JANESVILLE—A statewide transportation advocacy group is rolling out a plan for passenger rail service between Madison and Chicago it says could include stops in Janesville.

All Aboard Wisconsin hasn't gone public with specific details of its plan, but says it wants to gauge the interest of local officials and stakeholders on potential stops in Rock County.

The group's plan uses existing freight lines to connect a passenger route from Chicago to Madison, All Aboard Wisconsin lobbyist Gary Goyke said Wednesday.

Goyke's group, an advocacy and lobbying arm of rail enthusiasts and transportation business groups formed in 2013, has invited local officials and business stakeholders on a ongoing information junket of sorts. The group began circulating media releases on its plan Wednesday.

One railroad company official said the group's plan caught him off guard, and Janesville officials said they were still digesting the information Wednesday.

On June 21, All Aboard Wisconsin has scheduled meetings on a chartered passenger train excursion that will make stops on a Wisconsin & Southern Railroad line in Rock County on its way from Chicago to Madison, and then to Prairie du Chien.

“The purpose of this is to connect with local businesses and local elected officials. We want to learn whether we're dead in the water or whether this is worthwhile to pursue,” Goyke said.

All Aboard Wisconsin might have a partial answer when it comes to passenger rail stops in Rock County.

Ken Lucht, director of government relations for Wisconsin & Southern Railroad told The Gazette on Wednesday that his company has “no immediate interest” to co-op lines it operates for a passenger rail system between Chicago and Madison.

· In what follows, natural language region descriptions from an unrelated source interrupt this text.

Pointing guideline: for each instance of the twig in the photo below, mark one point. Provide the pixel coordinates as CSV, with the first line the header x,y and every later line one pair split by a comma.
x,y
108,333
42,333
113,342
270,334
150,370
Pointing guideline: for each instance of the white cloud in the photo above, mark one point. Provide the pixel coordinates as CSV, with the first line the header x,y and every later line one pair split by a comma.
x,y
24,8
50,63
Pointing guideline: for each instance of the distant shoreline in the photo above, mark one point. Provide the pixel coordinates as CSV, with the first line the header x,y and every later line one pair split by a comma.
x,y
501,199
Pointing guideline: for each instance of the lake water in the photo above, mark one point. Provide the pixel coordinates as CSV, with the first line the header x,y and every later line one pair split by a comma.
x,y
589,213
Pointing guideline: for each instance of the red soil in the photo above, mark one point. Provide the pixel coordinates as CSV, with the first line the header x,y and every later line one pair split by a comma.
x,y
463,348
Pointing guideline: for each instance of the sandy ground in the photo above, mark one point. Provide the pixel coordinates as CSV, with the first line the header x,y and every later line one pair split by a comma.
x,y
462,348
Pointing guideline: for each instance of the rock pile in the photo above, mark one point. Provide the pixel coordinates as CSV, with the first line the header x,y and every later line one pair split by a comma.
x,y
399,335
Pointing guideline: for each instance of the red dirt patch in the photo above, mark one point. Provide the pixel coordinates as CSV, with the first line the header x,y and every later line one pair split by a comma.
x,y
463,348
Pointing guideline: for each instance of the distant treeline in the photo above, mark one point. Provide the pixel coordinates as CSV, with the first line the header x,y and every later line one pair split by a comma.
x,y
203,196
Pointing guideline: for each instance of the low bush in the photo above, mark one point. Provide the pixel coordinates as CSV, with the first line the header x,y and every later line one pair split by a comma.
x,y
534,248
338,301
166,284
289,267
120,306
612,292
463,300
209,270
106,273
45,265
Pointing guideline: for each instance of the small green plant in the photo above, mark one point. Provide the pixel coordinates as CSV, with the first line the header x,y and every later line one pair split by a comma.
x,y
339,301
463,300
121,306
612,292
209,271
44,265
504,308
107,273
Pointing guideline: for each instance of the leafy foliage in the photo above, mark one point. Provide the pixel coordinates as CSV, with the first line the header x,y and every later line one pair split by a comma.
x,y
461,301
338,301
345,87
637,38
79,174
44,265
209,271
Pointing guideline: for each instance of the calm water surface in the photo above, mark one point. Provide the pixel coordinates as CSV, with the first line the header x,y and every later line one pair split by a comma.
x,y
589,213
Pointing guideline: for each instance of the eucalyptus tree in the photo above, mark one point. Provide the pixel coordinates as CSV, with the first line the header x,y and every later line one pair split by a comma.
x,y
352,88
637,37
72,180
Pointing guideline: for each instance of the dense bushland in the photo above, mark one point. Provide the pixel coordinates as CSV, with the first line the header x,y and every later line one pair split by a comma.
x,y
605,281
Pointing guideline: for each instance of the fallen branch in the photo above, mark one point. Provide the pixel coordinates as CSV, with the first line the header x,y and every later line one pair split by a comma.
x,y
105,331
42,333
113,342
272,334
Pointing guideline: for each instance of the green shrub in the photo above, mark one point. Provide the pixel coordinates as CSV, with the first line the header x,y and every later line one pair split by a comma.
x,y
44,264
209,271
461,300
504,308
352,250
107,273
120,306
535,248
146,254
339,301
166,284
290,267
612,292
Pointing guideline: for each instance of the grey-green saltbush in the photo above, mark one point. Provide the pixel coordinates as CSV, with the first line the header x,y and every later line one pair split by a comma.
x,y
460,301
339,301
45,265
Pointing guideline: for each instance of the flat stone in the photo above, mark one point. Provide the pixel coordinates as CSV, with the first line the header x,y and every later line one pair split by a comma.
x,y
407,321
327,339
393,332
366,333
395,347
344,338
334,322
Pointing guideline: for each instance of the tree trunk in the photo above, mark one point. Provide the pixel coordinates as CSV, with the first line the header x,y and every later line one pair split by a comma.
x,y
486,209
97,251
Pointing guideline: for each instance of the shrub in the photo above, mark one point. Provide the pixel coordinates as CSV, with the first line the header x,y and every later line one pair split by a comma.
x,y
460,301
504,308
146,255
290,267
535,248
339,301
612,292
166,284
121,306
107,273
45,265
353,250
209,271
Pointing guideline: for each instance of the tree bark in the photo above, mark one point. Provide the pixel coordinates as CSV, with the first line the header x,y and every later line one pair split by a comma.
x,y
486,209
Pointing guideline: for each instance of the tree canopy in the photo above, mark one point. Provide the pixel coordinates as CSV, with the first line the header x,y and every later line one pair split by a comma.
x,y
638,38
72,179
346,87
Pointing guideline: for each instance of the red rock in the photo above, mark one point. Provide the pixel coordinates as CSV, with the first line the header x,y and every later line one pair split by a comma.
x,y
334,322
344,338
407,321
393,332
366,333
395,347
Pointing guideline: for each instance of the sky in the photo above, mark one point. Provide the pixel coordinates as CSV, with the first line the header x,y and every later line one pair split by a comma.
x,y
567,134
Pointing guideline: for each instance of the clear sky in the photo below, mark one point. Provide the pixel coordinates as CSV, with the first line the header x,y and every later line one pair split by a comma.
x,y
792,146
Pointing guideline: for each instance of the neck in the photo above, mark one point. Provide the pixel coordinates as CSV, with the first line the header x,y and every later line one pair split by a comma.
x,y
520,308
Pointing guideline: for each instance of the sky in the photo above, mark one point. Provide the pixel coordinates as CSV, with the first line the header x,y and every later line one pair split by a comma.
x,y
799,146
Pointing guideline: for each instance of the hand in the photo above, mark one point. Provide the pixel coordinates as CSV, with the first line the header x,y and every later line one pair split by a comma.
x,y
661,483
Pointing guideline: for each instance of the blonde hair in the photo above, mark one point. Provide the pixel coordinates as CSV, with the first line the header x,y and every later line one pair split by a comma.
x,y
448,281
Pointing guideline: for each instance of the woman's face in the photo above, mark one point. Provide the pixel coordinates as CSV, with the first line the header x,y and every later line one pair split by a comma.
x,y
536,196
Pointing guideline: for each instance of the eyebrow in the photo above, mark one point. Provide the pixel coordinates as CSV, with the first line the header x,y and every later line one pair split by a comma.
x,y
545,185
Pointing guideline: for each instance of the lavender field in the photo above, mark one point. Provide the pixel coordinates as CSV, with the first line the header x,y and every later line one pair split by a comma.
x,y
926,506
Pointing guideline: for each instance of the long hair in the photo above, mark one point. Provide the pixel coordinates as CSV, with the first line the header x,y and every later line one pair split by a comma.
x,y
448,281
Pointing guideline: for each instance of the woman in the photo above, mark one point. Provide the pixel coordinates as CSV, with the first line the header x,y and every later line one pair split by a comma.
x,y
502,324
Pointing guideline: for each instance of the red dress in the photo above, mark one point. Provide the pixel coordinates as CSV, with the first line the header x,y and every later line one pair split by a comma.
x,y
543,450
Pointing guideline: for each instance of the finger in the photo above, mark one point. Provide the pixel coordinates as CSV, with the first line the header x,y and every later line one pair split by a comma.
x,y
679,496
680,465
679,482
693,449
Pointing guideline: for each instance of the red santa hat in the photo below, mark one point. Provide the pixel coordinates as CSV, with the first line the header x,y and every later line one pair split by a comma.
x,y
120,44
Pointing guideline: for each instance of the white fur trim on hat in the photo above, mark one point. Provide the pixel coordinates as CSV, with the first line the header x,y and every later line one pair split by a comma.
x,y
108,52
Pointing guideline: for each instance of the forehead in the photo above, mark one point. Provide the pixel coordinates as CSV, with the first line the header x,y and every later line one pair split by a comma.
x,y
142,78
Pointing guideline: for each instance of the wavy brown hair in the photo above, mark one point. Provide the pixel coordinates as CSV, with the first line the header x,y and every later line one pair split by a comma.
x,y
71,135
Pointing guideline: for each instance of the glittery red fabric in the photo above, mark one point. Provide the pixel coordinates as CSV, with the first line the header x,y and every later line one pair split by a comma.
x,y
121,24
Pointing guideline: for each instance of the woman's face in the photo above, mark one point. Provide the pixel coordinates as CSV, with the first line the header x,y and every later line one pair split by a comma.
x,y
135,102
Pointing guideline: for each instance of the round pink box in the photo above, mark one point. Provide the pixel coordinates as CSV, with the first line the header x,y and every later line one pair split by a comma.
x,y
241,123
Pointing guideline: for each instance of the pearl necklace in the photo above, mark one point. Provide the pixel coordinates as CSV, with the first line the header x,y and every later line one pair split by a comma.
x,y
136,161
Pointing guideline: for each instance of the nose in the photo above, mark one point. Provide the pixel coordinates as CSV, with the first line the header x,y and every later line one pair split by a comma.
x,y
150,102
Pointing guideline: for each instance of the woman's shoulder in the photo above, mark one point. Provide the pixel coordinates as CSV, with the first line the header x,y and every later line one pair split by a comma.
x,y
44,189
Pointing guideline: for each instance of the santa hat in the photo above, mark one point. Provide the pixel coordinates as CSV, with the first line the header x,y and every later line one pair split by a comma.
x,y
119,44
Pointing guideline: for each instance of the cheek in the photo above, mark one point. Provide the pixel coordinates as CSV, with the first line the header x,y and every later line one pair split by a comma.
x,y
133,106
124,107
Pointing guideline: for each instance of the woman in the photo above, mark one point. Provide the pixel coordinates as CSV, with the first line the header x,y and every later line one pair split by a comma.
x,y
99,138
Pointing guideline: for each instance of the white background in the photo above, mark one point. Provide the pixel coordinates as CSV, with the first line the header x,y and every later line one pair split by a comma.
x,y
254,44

He said Southern & Wisconsin doesn't have an affiliation with All Aboard Wisconsin and the railroad company has had “no discussions” with the state over the group's plans.

“It was the first I've heard of it. Absolutely,” Lucht said.

In fact, Lucht said, the train ride on which All Aboard Wisconsin plans to pitch its plan was originally chartered as a “private charter excursion” to thank groups that have partnered with Wisconsin & Southern on recent projects.

“I can tell you the purpose of that trip is not to discuss passenger rail between Chicago and Madison,” Lucht said.

Under law, a passenger rail service would need approval by both the state and rail companies that operate lines the service would use.

Wisconsin & Southern operates about 600 miles of rail in southern Wisconsin, including a line that crosses Rock County, running to Madison through Janesville, Milton and Edgerton. The lines, which the state has upgraded in the last few years, link with rails in Illinois that tie to Chigago's Metra passenger rail system and Amtrak lines, officials said.

That would make Wisconsin & Southern a linchpin for any cooperative rail plan.

Goyke said he couldn't speak for private rail companies, and he didn't have specifics on what routes or what lines the passenger service could take. The group says the plan would not require federal or state funding.

“There isn't a plan that I could fax to you or send to you that would show you it would going down this street or that road,” he said.

He said some officials in Rock County like the idea of a passenger rail line.

“Let's just say the interest in Janesville is high,” Goyke said. “It's 90 miles from Chicago. That's the position there. I think they just see potential.”

Janesville Transit Director Dave Mumma, who is a member of the group and is familiar with the situation, said All Aboard Wisconsin's plan is in “very, very early” stages.

“Based on what I've heard, and it isn't a lot, this is very exploratory at this point. They're looking at the feasibility. Is it even operationally feasible? What's the market?” he said.

Other passenger rail services in the past that have run through Janesville have fizzled in the past, because of a lack of demand, he said.

“Obviously, if you're running a transportation system, you've got to figure out, can you do this on a schedule reliably. And then repeat.”

Goyke, a former Wisconsin state Senator, was convicted in 1990, after pleading no contest to four felony counts of illegal campaign contributions for reimbursing employees of his lobbying firm who made political donations in their names, according to records, according to the Milwaukee Journal Sentinel.